The man looked around him, giving an exasperated gesture. “You see a town around here?”
“No.”
“Neither do I. I was only wondering if them eyeglasses might make you see things I don’t.”
“No, they don’t.”
“Good. ‘Cause there ain’t no town here, far as I can tell.”
“What’s the nearest town, then?”
“Concord. Downstream a piece.”
“How far is ‘a piece’?”
“I dunno. Maybe five miles. Maybe less. Right where the creek goes into the river.”
“Okay.”
The two men stared at each other for a while.
“I’m trying to find someone named Zebulon Bell.”
“Never heard of him.”
“He’s a preacher. Belongs to the, um, Church of Our Lord Jesus Christ Risen and Triumphant Through Suffering.”
“Oh, that fellow. He’s crazy as a bedbug, you know.”
“So I’ve heard.”
“Why you want to find him?”
“I need to talk to him about something.”
“Oh. Well, I don’t know where he is. Last I heard he was camping out down near the town. Him and his traveling circus. One of ‘em tried to talk me into going to one of their revival meetings, but I told him to get the hell off my land before I filled his left butt cheek with buckshot. He left pretty quick after that.” He patted the stock of his gun. “Don’t like it when them people try coming on my land.”
“I can’t blame you,” Darren said. “From what I’ve heard of them, you don’t want to get involved.”
The man tugged on his beard. “Yeah? Then why do you want to?”
“I don’t. I only want to talk to him. I don’t want to join up.”
“Watch out. You start talking to him, he starts making sense, is what I’ve heard. Thin ice.”
By this time, the light
was dimming. The sun, unseen behind a thick bank of clouds, was evidently sinking toward the horizon. The lower reaches of the creek were becoming indistinct in shadow.
“Look, is there a chance I could stay the night with you? Just to sleep, you understand. I wouldn’t be any trouble.”
The man shrugged. “Don’t bother me none. You look harmless enough. And I got no one here, no family, nothing. I’d be glad of the company, to tell the truth.”
“Thanks. What’s your name?”
“The name’s Josiah. Josiah McCaskill.”
Darren stared at him for a moment. “McCaskill?”

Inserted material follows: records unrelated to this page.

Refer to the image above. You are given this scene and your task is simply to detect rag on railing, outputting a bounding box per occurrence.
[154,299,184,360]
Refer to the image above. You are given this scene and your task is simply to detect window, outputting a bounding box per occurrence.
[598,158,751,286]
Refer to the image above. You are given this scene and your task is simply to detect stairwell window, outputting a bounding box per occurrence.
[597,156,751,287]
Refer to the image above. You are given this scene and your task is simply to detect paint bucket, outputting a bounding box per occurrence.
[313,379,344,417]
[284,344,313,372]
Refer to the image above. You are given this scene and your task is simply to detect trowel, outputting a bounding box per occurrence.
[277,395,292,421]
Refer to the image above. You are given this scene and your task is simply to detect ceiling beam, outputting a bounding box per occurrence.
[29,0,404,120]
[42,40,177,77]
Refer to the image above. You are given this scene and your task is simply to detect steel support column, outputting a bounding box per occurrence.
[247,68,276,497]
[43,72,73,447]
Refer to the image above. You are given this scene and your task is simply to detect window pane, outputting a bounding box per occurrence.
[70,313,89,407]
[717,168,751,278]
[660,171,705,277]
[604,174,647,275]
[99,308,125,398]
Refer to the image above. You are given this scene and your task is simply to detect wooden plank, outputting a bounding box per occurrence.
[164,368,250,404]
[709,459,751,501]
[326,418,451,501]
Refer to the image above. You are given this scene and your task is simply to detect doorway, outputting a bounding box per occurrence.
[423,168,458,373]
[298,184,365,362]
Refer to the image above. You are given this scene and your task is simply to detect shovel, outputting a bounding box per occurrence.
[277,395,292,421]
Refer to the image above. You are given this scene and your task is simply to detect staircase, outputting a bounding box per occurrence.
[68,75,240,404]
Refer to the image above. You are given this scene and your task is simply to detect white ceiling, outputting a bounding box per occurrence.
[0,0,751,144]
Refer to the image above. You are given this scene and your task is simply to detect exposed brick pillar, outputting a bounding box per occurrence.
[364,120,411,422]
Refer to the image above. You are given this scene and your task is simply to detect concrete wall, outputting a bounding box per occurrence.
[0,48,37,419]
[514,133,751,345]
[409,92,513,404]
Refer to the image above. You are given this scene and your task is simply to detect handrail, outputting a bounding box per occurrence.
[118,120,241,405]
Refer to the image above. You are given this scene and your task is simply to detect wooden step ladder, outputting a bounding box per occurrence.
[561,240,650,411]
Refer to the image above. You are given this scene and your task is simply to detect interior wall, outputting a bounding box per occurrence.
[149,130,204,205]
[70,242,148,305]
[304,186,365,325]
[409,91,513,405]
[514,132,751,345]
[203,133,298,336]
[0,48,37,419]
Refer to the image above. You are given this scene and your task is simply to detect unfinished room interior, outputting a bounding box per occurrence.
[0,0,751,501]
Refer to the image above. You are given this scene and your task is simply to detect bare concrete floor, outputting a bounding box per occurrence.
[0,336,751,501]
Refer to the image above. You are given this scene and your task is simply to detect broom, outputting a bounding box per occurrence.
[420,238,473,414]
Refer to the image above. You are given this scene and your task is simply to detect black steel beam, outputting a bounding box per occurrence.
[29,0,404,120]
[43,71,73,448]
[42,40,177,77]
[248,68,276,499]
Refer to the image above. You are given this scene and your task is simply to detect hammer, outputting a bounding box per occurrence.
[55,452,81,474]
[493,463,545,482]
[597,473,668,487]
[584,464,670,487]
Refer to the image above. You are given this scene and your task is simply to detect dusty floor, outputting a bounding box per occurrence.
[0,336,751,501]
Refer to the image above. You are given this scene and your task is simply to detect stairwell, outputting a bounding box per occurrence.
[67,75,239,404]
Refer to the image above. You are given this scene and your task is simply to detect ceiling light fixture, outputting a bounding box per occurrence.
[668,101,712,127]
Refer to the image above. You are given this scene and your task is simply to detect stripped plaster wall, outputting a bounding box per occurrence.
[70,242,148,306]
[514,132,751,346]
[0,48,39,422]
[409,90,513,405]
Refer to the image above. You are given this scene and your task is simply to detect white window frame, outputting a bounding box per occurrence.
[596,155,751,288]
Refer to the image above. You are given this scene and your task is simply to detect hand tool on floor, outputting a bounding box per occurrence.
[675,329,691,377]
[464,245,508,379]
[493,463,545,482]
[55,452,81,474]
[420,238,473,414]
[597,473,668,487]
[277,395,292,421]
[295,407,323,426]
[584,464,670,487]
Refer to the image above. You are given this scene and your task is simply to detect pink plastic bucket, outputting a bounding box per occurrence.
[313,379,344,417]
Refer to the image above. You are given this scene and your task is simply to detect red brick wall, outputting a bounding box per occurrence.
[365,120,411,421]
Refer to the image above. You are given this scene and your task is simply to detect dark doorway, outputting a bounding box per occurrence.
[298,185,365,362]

“Yeah,” the grizzled old man said, frowning. “You got a problem with that?”
“No. I mean… um, no. I just knew someone with the name of McCaskill, once. It kind of surprised me to hear it.”
“Ain’t a common name,” the man said. “I’m the only one hereabouts with that name, and like as not I’ll be the last as I never married.”
• • •
Josiah McCaskill turned out to be a good enough host. Not as suspicious as Dugal Gillacomgain had been, nor as glum as Per Olafsson. Once Darren told him that he’d shown up at the mill after getting lost in the woods, Josiah accepted his story without further question, only saying, “You got to be careful wandering around in these woods. Never know who or what you’ll run into, and ain’t always who or what you’d want.”

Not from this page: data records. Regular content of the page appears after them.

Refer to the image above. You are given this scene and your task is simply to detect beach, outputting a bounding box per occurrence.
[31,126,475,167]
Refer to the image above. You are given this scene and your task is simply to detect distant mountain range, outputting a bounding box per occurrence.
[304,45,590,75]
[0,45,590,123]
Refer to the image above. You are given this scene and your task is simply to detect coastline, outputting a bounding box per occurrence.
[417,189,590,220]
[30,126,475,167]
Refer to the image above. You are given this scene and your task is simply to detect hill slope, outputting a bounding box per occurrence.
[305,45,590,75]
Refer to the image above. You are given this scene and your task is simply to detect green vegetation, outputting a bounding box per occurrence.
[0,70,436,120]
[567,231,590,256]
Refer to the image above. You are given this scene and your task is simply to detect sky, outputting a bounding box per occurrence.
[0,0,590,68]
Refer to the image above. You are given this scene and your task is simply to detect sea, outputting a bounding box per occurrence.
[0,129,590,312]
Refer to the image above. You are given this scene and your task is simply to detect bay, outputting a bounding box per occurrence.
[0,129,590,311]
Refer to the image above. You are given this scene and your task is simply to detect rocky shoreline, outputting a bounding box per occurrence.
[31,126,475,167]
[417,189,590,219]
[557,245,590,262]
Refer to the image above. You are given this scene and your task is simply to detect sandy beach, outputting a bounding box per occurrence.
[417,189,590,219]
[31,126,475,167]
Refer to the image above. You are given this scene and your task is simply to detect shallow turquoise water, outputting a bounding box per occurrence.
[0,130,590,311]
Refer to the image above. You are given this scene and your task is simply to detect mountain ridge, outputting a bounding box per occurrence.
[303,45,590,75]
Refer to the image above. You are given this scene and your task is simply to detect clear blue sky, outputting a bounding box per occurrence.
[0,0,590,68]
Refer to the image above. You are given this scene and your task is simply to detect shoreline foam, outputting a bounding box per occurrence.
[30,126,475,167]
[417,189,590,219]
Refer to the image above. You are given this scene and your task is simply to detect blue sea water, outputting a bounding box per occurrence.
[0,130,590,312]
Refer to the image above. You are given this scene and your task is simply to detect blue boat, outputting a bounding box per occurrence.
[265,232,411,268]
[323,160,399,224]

What Darren had been doing in the woods, and why he wanted to talk to Zebulon Bell, didn’t seem to interest him much, although his opinions of the Church of Our Lord Jesus Christ Risen and Triumphant Through Suffering were unequivocal.

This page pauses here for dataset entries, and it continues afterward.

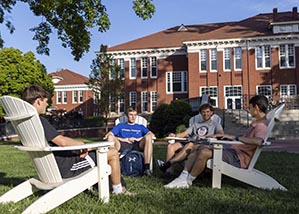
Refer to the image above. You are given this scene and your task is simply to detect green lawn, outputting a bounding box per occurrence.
[0,142,299,214]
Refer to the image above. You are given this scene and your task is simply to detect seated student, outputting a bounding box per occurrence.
[105,107,154,176]
[22,85,126,194]
[164,95,268,188]
[156,103,224,178]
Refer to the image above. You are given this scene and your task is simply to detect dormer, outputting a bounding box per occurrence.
[270,7,299,34]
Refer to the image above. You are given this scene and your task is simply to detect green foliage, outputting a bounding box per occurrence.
[150,100,192,137]
[0,0,155,61]
[0,48,54,116]
[88,45,124,123]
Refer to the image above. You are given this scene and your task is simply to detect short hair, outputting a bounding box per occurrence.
[249,94,269,113]
[21,85,51,104]
[126,106,137,115]
[199,103,214,112]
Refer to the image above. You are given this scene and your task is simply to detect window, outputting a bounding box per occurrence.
[109,60,116,80]
[279,44,295,68]
[200,86,218,107]
[211,48,217,71]
[130,58,136,79]
[224,48,231,70]
[255,45,271,68]
[166,71,188,93]
[141,57,147,78]
[234,47,242,70]
[119,59,125,79]
[151,91,158,112]
[78,91,83,103]
[72,91,78,103]
[62,91,67,103]
[118,96,125,113]
[200,50,207,71]
[109,94,116,112]
[256,85,272,99]
[56,91,62,104]
[141,91,148,112]
[129,91,137,108]
[151,56,158,78]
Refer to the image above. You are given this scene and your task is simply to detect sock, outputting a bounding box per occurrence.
[187,174,196,184]
[144,163,149,170]
[179,170,189,180]
[112,183,123,195]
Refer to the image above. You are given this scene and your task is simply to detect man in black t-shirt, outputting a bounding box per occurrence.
[22,85,126,194]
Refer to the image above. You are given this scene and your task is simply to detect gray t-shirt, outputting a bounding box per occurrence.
[186,120,223,142]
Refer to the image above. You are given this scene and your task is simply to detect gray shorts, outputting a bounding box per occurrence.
[222,145,241,168]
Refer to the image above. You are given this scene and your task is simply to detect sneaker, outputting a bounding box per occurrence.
[156,159,171,172]
[143,169,152,177]
[164,177,190,189]
[161,172,175,180]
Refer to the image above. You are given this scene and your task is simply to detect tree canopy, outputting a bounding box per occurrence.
[0,0,155,61]
[0,48,54,117]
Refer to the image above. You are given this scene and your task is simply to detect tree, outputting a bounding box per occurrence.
[88,45,124,128]
[0,0,155,61]
[0,48,54,116]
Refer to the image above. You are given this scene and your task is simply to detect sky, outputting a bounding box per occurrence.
[0,0,299,77]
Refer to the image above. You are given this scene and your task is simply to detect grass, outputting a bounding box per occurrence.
[0,139,299,214]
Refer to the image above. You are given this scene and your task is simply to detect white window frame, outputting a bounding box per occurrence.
[234,47,242,71]
[256,85,273,100]
[56,91,62,104]
[166,71,188,94]
[72,91,79,103]
[223,48,232,71]
[150,56,158,78]
[255,45,272,69]
[210,48,218,72]
[199,49,208,73]
[130,58,137,79]
[141,57,148,79]
[279,44,296,68]
[150,91,158,112]
[141,91,148,113]
[129,91,137,108]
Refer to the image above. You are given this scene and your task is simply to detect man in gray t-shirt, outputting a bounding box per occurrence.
[156,103,224,178]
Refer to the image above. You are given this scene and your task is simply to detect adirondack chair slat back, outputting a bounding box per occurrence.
[248,103,285,170]
[0,96,62,183]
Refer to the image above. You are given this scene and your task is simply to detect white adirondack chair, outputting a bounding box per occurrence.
[115,115,155,171]
[207,104,287,190]
[0,96,113,213]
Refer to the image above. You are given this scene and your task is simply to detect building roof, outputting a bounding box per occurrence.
[107,8,299,52]
[49,69,89,85]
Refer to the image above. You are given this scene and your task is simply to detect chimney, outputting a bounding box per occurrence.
[293,7,298,20]
[273,8,278,22]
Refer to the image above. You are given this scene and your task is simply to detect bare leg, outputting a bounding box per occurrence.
[107,148,120,185]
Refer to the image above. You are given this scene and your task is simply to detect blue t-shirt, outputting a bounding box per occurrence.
[111,123,149,141]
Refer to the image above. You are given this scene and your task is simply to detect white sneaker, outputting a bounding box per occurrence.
[164,177,190,189]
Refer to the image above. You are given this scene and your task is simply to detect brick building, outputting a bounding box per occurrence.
[49,69,97,116]
[103,7,299,112]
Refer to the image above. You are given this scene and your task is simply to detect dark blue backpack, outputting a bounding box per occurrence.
[120,150,144,177]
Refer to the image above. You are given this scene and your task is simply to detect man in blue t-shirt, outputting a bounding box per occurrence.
[106,107,154,176]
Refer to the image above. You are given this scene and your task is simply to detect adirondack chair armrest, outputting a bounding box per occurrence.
[166,137,188,144]
[15,141,113,152]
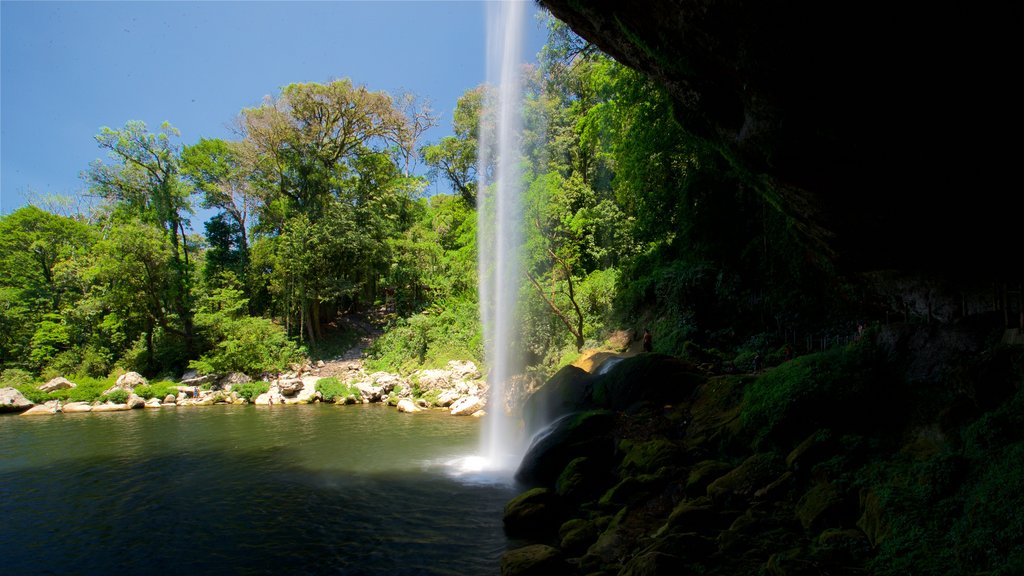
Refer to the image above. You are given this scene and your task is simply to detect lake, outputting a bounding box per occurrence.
[0,404,518,575]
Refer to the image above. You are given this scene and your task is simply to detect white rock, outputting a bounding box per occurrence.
[39,376,78,394]
[451,396,484,416]
[398,398,423,414]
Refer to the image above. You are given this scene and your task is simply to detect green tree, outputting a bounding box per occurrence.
[0,205,95,368]
[181,138,257,282]
[239,80,430,343]
[423,86,484,206]
[86,121,195,355]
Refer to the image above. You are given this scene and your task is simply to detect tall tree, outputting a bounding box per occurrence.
[181,138,257,285]
[238,80,432,342]
[86,121,195,355]
[423,86,484,206]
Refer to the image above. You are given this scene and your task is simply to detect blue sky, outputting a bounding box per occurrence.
[0,0,546,214]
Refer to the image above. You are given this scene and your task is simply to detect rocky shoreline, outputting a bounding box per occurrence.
[0,359,487,417]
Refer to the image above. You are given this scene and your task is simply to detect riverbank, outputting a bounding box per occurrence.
[502,324,1024,576]
[0,337,487,417]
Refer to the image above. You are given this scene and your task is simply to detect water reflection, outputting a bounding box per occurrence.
[0,406,514,574]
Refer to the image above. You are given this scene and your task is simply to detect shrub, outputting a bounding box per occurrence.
[135,380,178,400]
[741,340,878,445]
[316,377,362,402]
[367,299,482,372]
[188,317,303,376]
[100,388,128,404]
[0,368,33,388]
[231,381,270,404]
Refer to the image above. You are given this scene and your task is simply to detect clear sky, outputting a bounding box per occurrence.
[0,0,546,214]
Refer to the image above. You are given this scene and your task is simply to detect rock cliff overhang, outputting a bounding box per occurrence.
[540,0,1024,280]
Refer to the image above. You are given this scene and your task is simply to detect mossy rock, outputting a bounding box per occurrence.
[708,452,784,503]
[656,499,736,536]
[515,410,615,487]
[618,438,682,475]
[522,364,594,436]
[618,550,697,576]
[795,483,856,532]
[593,354,705,411]
[558,518,600,557]
[502,488,561,540]
[555,456,614,505]
[598,475,664,509]
[812,528,871,566]
[502,544,569,576]
[686,460,735,494]
[857,489,889,547]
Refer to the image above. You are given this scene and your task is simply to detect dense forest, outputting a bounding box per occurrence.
[0,18,864,389]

“I was down in the town couple of weeks ago,” Josiah told him over a meal of bread, dried venison, and dried fruit. “And I heard them Whackers at their revival meeting. You know why they call ‘em Whackers, right?”
“I’ve heard,” he said, munching on a slice of bread.
“They get called up to witness before the Lord, and then Brother Zebulon and the other Holy Members, as they call themselves, slap ‘em across the face. And after each slap, everybody shouts ‘hallelujah’ like something amazing just happened. Some of the ones who really want to get close to God ask Brother Zebulon to punch ‘em in the jaw or kick ‘em in the shins. Brother Zebulon is perfectly happy to do it, of course.”